Although Mesnier didn't use Scheib's name, a conference organizer said Mesnier agreed to serve on the panel only if Scheib didn't participate.
The 1994 switch from a la russe service - the grand style which had been favored by the White House for more than a century - to the plated service familiar from restaurants and standard hotel banquets was officially attributed to guests' inability to serve themselves in tidy fashion.
As the Baltimore Sun reported in 2005:
At Scheib's first state dinner, for instance, waiters followed the traditional practice of presenting a platter to guests at the table so that they could help themselves. When the platters returned to the kitchen, however, the chef saw they still contained more food than they should.
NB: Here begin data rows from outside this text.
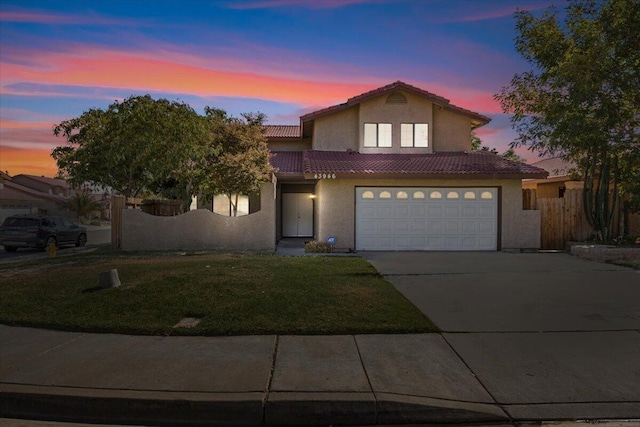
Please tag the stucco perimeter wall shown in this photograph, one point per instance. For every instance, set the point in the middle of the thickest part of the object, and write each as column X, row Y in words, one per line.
column 451, row 131
column 335, row 209
column 202, row 229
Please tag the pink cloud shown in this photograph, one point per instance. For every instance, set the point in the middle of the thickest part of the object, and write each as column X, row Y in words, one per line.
column 315, row 4
column 127, row 70
column 66, row 19
column 30, row 161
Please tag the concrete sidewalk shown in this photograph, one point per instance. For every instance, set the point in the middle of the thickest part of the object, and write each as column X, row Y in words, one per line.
column 239, row 381
column 310, row 380
column 546, row 338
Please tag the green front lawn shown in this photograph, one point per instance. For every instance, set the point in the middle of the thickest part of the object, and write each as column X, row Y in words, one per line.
column 232, row 294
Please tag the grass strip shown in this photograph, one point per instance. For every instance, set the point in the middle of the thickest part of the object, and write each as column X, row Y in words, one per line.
column 231, row 294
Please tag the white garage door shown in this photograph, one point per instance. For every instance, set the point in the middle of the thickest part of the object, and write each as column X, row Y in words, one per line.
column 426, row 218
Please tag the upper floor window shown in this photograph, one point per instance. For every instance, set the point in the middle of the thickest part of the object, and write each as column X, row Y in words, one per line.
column 377, row 134
column 414, row 135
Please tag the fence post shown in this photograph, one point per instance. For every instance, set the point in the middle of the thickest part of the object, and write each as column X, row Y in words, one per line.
column 117, row 205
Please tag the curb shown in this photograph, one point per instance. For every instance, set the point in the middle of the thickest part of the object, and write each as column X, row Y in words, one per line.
column 234, row 409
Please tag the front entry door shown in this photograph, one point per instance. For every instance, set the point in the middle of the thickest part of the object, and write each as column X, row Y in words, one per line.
column 297, row 215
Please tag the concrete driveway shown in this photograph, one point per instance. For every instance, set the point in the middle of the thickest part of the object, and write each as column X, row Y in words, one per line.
column 549, row 336
column 508, row 292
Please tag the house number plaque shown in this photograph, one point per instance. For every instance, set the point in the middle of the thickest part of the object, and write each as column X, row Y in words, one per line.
column 324, row 176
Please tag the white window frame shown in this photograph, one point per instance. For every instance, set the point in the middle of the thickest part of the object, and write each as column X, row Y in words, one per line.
column 222, row 205
column 378, row 135
column 414, row 135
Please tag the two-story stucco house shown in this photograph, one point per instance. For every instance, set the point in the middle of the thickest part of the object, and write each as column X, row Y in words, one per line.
column 391, row 169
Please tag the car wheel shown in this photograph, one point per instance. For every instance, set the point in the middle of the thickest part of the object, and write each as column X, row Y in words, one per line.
column 50, row 241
Were the guests, seated at tables of 10, baffled by the serving method? Were they unsure of how much to take?
"We found that some guests were intimidated by the idea of skooching the food off the platter onto their plates," Scheib says. "The last thing you want to do is drop a lamb chop on the bodice of your new gown. So Mrs. Clinton decided to go to a contemporary plated style where everyone would have the same experience.
"It's better to leave plating to culinarians," Scheib told the Chicago Sun-Times when the change was announced.
"I would never do it," Mesnier said of plated service. "When it came to the White House, I resented it."